Я лежал полчаса, а может, и дольше, – солнце, перемещаясь по небу, пришло на уличную сторону общежития, уже заглядывало в окно, и в комнате делалось душно.
Завтра на работу – в прежний хомут…
Я вновь сбросил рывком ноги на пол, надел сандалии, вытащил из чемодана полотняную кепку, в которой ходил по городу-курорту Сочи, и, закрыв комнату на ключ, спустился на улицу.
Часы на руке показывали около половины первого.
Сейчас в моем родном ремонтно-механическом заканчивается перерыв, отведенный на прием пищи…
Улица была все так же пуста, и сквозь тонкую подошву сандалий, расплескивавших тут же оседавшую тяжелую, каменную пыль, которой было засыпано здесь вокруг все, ощущалось, что земля раскалена солнцем, как сковорода.
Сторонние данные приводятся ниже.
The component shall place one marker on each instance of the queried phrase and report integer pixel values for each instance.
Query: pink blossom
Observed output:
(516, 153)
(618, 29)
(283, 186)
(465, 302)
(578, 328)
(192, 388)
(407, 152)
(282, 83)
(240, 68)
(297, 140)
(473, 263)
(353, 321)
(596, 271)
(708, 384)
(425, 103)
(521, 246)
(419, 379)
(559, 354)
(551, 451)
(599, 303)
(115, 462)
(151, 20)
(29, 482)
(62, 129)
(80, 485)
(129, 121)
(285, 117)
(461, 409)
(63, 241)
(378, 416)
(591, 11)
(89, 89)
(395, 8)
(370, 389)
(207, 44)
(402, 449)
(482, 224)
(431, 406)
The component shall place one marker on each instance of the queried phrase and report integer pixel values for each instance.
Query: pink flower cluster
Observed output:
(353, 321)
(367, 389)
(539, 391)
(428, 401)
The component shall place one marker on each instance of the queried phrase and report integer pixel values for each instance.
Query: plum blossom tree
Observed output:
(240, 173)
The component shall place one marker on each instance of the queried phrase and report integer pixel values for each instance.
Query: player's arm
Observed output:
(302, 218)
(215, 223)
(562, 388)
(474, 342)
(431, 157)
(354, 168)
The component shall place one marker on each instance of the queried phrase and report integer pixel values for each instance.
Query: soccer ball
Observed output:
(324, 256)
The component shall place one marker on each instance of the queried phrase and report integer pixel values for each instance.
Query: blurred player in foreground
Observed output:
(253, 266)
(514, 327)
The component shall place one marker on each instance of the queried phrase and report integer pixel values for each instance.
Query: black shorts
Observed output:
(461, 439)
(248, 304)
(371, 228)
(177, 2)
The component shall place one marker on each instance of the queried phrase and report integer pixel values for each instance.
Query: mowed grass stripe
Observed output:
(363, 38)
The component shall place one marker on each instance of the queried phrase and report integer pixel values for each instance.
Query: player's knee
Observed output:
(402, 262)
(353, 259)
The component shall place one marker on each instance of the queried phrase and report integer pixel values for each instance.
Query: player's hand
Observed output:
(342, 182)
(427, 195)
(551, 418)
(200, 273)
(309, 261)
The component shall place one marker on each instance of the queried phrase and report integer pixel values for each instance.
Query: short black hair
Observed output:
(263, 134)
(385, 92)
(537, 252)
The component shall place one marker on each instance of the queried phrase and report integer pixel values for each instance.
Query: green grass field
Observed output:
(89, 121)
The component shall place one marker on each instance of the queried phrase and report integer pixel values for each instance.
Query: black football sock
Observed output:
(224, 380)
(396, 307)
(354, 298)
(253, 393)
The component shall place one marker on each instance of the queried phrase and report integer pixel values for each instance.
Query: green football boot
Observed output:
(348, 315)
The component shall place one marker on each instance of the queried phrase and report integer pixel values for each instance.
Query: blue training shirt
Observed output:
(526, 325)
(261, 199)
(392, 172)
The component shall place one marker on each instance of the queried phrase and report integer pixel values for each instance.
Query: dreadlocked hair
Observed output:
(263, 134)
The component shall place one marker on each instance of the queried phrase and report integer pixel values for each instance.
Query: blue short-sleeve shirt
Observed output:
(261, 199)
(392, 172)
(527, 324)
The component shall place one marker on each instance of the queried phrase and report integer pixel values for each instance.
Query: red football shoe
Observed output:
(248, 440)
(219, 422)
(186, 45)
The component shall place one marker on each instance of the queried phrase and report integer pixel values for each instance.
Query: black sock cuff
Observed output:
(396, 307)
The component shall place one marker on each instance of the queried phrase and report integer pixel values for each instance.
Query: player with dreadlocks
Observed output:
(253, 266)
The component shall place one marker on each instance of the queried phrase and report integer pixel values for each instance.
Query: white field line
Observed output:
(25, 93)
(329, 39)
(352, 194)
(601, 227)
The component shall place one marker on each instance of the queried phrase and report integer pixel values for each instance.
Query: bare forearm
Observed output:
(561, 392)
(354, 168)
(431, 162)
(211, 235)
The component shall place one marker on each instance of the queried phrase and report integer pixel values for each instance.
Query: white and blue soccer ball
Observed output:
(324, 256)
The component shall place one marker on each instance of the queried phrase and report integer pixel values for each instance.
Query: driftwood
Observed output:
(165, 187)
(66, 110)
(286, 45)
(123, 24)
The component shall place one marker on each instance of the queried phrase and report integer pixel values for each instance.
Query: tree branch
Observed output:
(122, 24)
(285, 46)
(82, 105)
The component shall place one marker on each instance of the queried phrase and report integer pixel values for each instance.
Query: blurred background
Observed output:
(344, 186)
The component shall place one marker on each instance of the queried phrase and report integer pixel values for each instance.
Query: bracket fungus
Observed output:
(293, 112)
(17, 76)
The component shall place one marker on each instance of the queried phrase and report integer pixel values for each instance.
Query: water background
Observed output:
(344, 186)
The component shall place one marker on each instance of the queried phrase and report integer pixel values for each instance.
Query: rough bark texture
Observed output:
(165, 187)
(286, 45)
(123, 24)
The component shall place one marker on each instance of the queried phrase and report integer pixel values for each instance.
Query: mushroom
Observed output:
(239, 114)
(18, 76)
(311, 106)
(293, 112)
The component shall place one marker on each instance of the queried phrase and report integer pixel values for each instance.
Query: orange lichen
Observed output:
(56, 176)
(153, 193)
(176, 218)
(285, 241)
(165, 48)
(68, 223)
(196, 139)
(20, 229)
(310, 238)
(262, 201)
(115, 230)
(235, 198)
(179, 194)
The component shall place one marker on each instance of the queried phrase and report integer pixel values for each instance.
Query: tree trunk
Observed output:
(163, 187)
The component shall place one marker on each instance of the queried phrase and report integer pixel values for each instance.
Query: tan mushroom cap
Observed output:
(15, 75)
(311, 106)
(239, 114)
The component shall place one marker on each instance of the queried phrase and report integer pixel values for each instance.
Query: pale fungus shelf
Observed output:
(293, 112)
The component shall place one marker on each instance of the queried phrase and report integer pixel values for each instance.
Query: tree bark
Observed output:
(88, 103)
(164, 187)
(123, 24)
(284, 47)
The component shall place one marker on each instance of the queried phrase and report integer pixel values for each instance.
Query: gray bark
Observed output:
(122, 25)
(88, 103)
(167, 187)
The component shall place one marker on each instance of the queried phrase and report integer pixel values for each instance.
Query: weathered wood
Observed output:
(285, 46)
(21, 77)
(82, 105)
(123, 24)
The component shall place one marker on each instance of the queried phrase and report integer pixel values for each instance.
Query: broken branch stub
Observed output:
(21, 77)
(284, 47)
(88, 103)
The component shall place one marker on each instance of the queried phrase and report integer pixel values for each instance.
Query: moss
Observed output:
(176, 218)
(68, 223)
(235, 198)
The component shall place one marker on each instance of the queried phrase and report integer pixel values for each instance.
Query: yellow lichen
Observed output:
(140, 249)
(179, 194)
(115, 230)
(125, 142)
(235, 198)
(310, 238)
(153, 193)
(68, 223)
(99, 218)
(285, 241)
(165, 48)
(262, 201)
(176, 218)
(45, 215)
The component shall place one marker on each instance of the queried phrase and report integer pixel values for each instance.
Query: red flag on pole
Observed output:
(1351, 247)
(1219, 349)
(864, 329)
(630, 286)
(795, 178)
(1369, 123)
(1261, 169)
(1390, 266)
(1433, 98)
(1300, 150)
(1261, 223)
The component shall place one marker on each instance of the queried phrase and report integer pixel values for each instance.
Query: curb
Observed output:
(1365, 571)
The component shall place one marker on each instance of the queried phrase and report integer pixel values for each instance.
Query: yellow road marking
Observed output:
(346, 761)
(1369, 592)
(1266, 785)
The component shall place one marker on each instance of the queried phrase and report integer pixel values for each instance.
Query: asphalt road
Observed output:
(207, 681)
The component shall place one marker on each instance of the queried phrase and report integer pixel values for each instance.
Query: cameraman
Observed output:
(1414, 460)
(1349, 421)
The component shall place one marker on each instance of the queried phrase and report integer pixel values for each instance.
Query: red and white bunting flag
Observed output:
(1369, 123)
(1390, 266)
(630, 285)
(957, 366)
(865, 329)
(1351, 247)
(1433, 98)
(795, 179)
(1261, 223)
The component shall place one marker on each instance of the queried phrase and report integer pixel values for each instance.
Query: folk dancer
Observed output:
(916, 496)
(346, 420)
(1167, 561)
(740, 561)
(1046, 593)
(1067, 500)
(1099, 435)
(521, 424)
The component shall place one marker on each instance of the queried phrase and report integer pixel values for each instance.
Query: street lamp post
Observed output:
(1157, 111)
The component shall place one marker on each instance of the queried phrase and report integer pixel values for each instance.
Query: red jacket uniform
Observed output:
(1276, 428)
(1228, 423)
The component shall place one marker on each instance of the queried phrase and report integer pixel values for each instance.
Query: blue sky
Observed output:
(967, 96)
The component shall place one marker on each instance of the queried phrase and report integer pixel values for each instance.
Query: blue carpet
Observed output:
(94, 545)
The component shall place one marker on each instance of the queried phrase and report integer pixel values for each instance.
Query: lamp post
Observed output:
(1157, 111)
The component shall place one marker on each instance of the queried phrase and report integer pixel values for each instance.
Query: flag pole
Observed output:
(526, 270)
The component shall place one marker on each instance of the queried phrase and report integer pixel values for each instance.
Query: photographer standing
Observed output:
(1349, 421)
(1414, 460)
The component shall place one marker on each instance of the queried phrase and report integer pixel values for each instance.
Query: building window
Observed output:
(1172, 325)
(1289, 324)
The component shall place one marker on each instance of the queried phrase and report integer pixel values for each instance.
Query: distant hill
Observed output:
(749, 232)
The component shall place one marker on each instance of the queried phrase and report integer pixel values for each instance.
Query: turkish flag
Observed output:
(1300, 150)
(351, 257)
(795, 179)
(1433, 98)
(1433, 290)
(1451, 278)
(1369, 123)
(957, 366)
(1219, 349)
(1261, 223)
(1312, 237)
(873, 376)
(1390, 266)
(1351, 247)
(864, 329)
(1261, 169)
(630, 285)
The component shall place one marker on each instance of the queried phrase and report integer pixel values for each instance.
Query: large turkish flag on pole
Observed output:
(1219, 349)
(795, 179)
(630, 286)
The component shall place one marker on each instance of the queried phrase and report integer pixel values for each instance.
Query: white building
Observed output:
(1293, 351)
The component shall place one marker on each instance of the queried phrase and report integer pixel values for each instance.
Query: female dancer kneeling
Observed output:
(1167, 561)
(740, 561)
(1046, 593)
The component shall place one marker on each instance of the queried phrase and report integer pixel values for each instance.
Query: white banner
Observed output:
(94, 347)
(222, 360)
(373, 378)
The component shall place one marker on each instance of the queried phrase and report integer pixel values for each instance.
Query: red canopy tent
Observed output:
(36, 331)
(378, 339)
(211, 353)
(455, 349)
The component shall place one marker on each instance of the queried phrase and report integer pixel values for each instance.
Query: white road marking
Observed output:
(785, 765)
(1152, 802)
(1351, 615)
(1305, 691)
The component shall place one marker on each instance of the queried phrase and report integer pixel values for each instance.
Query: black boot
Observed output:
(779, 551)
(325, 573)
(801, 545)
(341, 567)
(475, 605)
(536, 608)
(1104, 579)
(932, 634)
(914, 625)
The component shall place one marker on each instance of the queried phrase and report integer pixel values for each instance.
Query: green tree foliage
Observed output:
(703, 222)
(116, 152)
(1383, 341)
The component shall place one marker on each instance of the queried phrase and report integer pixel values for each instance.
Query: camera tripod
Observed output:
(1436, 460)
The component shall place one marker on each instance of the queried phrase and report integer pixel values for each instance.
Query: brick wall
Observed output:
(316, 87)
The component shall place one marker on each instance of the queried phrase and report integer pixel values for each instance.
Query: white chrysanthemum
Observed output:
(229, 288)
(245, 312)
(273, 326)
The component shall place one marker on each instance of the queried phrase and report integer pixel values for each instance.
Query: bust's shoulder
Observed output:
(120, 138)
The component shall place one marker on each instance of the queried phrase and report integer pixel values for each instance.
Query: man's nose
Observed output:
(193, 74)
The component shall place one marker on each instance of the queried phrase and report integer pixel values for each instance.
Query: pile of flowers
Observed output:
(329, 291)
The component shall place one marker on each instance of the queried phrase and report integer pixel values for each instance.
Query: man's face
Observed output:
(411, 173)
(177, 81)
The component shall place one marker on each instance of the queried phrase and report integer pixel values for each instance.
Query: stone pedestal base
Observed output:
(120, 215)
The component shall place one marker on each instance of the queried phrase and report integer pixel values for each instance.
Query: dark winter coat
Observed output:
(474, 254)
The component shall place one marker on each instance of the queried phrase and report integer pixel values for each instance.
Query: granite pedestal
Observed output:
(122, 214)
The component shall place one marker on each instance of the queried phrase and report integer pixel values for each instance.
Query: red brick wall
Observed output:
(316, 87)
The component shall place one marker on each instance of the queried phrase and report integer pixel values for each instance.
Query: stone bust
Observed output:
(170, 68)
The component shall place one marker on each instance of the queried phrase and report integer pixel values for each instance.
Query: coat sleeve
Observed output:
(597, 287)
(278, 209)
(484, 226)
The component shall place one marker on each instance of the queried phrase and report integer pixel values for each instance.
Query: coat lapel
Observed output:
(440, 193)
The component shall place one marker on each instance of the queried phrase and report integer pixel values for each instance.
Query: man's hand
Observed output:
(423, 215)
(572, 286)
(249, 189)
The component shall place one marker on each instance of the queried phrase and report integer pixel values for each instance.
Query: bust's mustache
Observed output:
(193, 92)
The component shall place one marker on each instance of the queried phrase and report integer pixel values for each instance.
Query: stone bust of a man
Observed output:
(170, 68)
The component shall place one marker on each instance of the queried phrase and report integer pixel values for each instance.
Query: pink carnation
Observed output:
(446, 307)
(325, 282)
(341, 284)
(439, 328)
В чахлом парке перед Дворцом культуры, на асфальтовой дорожке, рассекавшей парк надвое, стояла квасная бочка, и возле нее, несмотря на дневное рабочее время, толклась небольшая толпа. Граненые пол-литровые кружки мелькали в этой толпе там-сям кусками прохладного прозрачного льда, напоминая своим белым резким блеском о студеной зимней поре.
Прогресс! Невиданный прогресс – квас в нашей захолустной каменной жарильне!
Я встал в очередь, отирая ладонью вспотевший под кепкой лоб, и стоящий впереди меня здоровый, под метр девяносто, широкий, как БелА3 с карьера, мужик, перетаптываясь от нетерпения на месте, тут же наступил мне на ногу. Я крепко поддал ему в бок кулаком, сталкивая с ноги, и выругался с неожиданными даже для своего раздражения злостью и наслаждением:
– Да какого дьявола! Глаз, что ли, нет?
– Чего? – оборотил он ко мне комкастое добродушное лицо. – Отдавил, что ли? – И похмыкал. – Ну, извини. Я как наступлю – отдавлю, в самом деле. Центнер во мне.